Le 7 novembre 2016, Marionnaud a lancé une nouvelle procédure d'appel d'offres.

Par courriel du 18 janvier 2017, Marionnaud a demandé l'accord de SIPP pour une prorogation de 2 mois de la période contractuelle, ce que cette dernière a accepté (pièces 25 et 26 de l'appelante).

Le 29 mars 2017, Marionnaud a informé SIPP que son offre n'était pas retenue. (Pièce 27 de l'appelante)

Ainsi, SIPP qui a participé à trois appels d'offres, et qui a été retenue successivement deux fois avant d'échouer la troisième fois, avait parfaitement connaissance de la précarité de sa relation commerciale avec Marionnaud, soumise à des appels d'offres réguliers.

A cet égard, l'absence d'effectivité des appels d'offres de nature à permettre raisonnablement d'anticiper pour l'avenir une certaine continuité du flux d'affaires ne peut se déduire de la circonstance que la durée des contrats ait donné lieu à des aménagements et que les appels d'offres aient été reportés ou aient pris du retard.

De même, le fait que l'intéressée ait été retenue dans le cadre des deux premiers appels d'offres ne saurait suffire à démontrer la stabilité des relations commerciales.

Également, SIPP ne démontre pas que les deux premiers appels d'offre n'auraient été que de pure façade.
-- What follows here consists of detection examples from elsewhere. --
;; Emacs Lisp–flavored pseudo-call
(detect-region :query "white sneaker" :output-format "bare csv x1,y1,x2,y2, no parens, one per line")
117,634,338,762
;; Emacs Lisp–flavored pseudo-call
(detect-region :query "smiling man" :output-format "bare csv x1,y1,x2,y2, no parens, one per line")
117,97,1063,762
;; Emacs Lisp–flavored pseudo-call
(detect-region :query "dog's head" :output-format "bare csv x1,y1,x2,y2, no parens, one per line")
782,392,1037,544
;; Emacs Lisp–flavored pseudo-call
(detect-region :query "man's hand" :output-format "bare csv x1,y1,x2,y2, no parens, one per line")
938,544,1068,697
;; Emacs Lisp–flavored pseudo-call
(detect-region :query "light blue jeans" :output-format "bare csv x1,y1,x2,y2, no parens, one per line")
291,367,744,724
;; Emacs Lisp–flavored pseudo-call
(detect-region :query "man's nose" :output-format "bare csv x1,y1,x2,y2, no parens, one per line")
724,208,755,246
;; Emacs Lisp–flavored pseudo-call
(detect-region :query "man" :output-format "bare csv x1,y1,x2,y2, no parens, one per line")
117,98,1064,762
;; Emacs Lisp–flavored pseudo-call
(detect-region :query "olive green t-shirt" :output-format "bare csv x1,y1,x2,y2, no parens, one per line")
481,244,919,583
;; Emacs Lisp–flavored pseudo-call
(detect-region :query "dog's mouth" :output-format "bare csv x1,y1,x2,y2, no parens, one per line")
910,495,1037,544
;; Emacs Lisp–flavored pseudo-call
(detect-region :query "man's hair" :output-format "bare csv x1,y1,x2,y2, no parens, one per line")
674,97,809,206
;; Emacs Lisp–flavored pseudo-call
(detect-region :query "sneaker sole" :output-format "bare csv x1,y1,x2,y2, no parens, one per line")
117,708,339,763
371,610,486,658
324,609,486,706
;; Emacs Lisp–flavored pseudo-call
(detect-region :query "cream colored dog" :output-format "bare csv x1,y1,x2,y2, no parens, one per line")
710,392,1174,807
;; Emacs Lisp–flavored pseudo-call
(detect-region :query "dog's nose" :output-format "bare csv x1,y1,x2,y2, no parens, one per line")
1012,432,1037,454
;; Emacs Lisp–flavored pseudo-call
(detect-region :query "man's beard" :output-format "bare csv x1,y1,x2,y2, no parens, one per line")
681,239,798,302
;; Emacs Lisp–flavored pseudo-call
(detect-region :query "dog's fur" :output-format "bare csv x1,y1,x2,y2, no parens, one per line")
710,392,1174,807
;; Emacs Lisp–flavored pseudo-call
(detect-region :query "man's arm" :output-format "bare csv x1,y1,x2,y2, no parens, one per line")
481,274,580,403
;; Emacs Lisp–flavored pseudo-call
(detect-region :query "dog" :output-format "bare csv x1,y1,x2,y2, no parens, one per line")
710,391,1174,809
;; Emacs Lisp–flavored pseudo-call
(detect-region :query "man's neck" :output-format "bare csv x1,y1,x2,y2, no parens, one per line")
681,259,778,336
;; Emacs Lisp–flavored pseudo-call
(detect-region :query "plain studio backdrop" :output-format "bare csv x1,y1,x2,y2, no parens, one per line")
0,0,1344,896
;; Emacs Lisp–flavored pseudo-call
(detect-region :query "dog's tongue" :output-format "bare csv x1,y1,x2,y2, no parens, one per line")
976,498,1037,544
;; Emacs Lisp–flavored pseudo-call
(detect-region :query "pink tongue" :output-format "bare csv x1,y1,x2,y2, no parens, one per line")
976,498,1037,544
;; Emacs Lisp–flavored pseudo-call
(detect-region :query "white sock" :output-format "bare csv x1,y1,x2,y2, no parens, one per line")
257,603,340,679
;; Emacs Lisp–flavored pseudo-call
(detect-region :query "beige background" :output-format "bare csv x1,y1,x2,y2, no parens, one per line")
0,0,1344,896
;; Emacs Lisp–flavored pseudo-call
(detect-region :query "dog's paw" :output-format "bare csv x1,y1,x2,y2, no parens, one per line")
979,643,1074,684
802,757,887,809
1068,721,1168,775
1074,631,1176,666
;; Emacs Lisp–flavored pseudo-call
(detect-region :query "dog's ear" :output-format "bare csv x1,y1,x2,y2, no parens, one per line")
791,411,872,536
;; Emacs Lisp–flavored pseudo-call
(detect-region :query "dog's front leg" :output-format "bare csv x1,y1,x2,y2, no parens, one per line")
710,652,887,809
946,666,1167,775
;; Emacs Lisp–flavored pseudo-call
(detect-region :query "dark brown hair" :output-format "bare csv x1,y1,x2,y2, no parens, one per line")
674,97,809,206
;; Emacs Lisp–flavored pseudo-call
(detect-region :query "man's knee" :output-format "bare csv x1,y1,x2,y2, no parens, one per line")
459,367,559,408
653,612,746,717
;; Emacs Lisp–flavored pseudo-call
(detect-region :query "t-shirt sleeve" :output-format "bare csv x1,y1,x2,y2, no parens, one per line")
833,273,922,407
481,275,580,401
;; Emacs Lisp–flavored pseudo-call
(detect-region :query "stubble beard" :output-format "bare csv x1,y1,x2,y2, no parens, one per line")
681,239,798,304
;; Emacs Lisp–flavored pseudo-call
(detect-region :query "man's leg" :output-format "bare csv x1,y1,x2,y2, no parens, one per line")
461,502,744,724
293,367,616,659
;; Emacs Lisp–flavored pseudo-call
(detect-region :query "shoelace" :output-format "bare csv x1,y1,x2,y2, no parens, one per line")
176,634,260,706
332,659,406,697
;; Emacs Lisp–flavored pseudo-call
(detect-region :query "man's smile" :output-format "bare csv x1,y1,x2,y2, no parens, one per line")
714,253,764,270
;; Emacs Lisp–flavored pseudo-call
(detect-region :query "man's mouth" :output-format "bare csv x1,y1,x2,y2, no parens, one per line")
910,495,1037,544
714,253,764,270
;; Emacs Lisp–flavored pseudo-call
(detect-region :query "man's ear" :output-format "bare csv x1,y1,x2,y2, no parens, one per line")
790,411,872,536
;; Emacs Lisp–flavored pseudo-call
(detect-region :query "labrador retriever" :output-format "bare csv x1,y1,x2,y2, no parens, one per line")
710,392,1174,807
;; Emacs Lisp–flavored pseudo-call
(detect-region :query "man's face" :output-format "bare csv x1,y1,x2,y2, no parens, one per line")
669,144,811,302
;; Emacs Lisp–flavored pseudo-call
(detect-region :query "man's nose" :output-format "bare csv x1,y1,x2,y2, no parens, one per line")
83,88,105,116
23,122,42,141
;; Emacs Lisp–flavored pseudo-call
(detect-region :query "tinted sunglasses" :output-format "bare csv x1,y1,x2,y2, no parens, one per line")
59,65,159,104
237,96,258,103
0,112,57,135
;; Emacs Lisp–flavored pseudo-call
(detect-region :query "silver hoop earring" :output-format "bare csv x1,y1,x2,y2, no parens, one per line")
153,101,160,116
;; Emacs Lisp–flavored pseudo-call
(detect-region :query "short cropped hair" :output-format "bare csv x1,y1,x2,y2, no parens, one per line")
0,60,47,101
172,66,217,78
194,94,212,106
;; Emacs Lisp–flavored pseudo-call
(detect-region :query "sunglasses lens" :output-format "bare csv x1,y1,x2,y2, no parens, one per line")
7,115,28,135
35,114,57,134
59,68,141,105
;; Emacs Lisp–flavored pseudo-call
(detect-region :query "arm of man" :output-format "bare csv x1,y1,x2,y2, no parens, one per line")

En effet, la circonstance que seul le 3e appel d'offres a donné lieu à la remise d'un calendrier officiel le 21 novembre 2016 ne peut suffire, alors que Marionnaud justifie que les appels d'offres ont donné lieu à la transmission d'un cahier des charges et que plusieurs candidatures sont intervenues (pièces 6 à 8 de l'intimée).

Enfin, il importe peu qu'un membre de la société Marionnaud ait pu donner à SIPP des consignes sur la conduite à tenir et ait donné son avis au décideur ainsi qu'il résulte du courriel du 23 septembre 2014 d'un responsable de SIPP (pièce 34 de l'appelante), ne peut dès lors que le choix revient au décideur.

Dès lors, le jugement est confirmé en ce qu'il a dit que soumise à des appels d'offres réguliers et effectifs, la relation commerciale entre SIPP et Marionnaud n'est pas une relation commerciale établie au sens de l'article L. 442-6, I, 5° du code de commerce et en ce qu'il a débouté en conséquence SIPP de ses demandes d'indemnisation.

Sur l'article 700 du code de procédure civile

SIPP qui succombe, est condamnée aux dépens d'appel et est déboutée de sa demande au titre de l'article 700 du code de procédure civile. Elle est en revanche condamnée à verser à Marionnaud la somme de 5 000 euros sur ce fondement, en sus de la somme allouée à ce titre par le tribunal.

PAR CES MOTIFS

La Cour,

CONFIRME le jugement,

DÉBOUTE la société SIPP de ses demandes,

LA CONDAMNE aux dépens d'appel avec droit de recouvrement direct au profit de la SELARL LEXAVOUE Paris-Versailles dans les termes de l'article 699 du code de procédure civile et à payer à la société Marionnaud-Lafayette la somme de 5 000 euros au titre de l'article 700 du code de procédure civile.